On Oct. 14, one day before Tether’s dramatic decoupling from its dollar-peg, tether was the eighth largest market cap with a circulating supply of 2.66 billion USDT and a 24-hour volume of $2.02 billion.

The second largest stablecoin, trueusd, was then the 48th largest crypto by capitalization with a circulating supply of 135.3 million TUSD and a 24-hour volume of $11.75 million.

Dai comprised the 97th largest crypto with an outstanding supply of 60.8 million DAI and a 24-hour volume of $4.2 million, and paxos ranked 176th by market cap with a supply of 23.75 million PAX and a 24-hour volume of $21.3 million.

Data indicating the circulating supply of Circle’s USDC as of Oct. 14 could not be found, however, Coinmarketcap recorded USDC as having a market cap of approximately $24 million and 24-hour volume of roughly $1.2 million on Oct. 17.

USDT Supply Falls 30% in Two Weeks

On Oct. 28, roughly two weeks after USDT crashed to $0.88, tether still boasted the eighth largest market cap but the circulating supply of USDT had fallen by approximately 30 percent, with a 24-hour trade volume of $1.68 billion.

Meanwhile, the supply of trueusd had grown 30 percent to 175.45 million to rank as the 45th largest cryptocurrency by market cap, with $26.4 million worth of TUSD changing hands during the preceding 24 hours.

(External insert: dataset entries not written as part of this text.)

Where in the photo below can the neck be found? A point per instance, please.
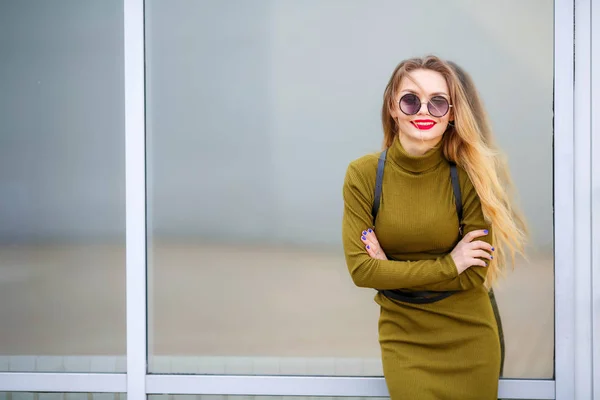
(418, 147)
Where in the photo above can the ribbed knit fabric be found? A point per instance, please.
(444, 350)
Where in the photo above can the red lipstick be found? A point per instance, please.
(423, 124)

The supply of USDC had grown nearly 420 percent to rank it as the 58th largest crypto with 124.2 million outstanding tokens, but 24-hour volume had fallen to $642,196. Paxos had grown 305 percent to rank as the 69th largest capitalization with a supply of 96.1 million and a 24-hour volume of $24.8 million. The supply of dai had grown 9 percent to 66.5 million despite dai slipping one place to rank as the 98th largest crypto asset and 24-hour volume falling to $3.3 million.